[antlr-interest] lexing expression ('a'..'z')+ not matching single character input
Matt Harrison
matt at ebi.ac.uk
Wed Dec 13 03:03:29 PST 2006
Unfortunately, it doesn't. For some bizarre reason, ('a'..'z')+
stubbornly refuses to match any single alphabetic character, regardless
of context; that is, I can call the rule 'substituent' below directly
with a single character of input and it doesn't match, nor will it match
if a single character 'substituent' occurs in the middle of a token stream.

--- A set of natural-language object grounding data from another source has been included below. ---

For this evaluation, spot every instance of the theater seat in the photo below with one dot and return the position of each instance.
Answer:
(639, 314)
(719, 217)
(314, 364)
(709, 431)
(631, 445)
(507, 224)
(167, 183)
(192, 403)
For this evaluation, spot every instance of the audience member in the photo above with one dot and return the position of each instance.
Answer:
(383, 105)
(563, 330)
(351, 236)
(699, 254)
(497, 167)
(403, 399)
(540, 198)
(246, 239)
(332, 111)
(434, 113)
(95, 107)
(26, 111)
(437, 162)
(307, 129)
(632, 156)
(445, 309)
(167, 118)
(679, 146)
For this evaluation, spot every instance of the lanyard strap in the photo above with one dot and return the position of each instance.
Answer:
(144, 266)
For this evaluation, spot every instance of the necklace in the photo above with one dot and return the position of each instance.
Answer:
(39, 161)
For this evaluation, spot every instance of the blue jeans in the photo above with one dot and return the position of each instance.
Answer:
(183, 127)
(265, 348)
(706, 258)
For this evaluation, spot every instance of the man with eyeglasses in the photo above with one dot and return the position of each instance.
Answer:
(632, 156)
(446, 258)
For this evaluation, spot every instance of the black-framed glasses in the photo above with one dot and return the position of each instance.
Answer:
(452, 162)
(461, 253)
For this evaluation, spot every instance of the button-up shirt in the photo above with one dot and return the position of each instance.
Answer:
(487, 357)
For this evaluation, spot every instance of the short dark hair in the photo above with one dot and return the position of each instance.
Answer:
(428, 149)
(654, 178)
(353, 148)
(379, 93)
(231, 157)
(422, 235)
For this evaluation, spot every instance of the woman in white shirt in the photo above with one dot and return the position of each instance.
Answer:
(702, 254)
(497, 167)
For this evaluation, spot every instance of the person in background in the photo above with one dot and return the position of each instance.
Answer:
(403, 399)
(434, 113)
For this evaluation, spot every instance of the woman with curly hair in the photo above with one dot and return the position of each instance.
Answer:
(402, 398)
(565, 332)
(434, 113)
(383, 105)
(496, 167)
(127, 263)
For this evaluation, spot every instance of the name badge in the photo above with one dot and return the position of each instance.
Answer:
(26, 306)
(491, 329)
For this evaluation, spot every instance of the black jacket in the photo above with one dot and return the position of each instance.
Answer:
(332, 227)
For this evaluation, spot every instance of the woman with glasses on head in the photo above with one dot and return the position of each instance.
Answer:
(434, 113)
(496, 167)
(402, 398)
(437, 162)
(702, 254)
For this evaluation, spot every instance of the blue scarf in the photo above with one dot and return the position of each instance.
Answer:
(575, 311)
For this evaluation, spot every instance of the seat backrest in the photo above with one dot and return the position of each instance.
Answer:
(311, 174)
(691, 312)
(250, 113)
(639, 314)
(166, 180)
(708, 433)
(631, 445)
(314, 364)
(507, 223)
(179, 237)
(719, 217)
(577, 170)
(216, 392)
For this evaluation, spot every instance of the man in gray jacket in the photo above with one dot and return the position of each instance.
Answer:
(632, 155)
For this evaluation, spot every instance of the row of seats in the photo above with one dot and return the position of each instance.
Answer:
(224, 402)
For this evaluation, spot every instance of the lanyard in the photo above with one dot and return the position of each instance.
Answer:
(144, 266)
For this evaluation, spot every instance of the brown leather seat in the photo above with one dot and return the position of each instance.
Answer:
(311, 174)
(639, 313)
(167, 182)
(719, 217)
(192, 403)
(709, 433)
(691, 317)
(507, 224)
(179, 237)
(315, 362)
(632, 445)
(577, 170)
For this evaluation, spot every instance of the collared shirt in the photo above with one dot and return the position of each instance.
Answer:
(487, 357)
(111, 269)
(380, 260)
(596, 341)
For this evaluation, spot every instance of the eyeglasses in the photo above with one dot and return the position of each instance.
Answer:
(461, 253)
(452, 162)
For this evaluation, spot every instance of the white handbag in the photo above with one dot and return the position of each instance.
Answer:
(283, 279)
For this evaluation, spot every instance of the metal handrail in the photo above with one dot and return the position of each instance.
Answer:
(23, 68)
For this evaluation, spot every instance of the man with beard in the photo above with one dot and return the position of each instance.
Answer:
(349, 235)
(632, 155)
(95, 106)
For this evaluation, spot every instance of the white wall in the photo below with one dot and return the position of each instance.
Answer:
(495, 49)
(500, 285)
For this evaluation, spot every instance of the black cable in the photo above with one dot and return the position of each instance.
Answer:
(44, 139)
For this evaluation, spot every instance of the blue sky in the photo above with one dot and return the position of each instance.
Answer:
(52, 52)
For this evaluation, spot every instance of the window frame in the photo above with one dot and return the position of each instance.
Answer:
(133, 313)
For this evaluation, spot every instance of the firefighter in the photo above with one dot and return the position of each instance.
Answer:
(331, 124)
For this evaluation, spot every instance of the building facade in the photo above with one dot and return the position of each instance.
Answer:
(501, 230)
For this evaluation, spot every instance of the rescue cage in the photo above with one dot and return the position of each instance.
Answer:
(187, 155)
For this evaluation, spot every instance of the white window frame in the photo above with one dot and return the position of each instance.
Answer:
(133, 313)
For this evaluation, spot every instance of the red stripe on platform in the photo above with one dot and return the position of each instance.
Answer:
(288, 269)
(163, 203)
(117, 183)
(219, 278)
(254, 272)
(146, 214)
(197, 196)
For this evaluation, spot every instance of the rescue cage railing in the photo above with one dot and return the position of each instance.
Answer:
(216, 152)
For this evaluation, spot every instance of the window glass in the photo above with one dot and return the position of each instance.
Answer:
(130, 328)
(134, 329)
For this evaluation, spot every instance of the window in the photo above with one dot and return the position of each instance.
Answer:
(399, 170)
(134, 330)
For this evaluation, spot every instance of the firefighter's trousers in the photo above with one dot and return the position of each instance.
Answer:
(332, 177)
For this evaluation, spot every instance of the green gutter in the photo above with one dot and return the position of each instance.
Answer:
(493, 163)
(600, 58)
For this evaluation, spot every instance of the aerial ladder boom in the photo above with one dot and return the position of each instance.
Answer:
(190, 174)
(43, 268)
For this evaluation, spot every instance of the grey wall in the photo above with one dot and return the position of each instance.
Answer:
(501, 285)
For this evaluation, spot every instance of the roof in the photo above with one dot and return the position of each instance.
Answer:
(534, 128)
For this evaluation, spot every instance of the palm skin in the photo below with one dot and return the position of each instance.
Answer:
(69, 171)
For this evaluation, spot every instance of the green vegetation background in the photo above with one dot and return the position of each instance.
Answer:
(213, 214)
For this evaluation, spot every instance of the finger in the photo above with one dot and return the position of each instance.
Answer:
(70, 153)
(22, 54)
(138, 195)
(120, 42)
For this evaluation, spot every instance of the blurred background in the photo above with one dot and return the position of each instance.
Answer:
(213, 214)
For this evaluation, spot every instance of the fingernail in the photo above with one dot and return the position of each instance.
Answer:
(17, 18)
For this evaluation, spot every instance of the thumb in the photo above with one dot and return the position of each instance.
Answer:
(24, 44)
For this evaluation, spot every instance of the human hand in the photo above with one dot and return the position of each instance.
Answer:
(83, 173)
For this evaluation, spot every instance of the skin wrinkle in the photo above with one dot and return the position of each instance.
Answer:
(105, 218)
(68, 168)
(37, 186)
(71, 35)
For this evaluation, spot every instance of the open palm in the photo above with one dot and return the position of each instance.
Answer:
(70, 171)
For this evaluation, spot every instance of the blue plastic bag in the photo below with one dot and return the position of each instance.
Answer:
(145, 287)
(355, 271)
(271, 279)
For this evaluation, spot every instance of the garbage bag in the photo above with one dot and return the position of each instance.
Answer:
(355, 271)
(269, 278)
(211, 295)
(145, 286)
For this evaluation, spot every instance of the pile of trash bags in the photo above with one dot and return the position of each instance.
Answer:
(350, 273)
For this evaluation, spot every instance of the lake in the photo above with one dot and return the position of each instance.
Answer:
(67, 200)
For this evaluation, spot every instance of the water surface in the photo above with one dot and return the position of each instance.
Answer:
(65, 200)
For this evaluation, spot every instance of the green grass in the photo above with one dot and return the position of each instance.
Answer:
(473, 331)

Perhaps a bug in ANTLR? Surely this has got to be due to something else
I am missing due to my inexperience with ANLTR, but I can't for the life
of me discern what.
cheers,
Matt Harrison
ps: "identifiers" for my particular parsing problem are only lower-case,
and indeed, allowing upper-case ids introduces non-determinism with all
of the constant upper-case keywords defined elsewhere in the lexer.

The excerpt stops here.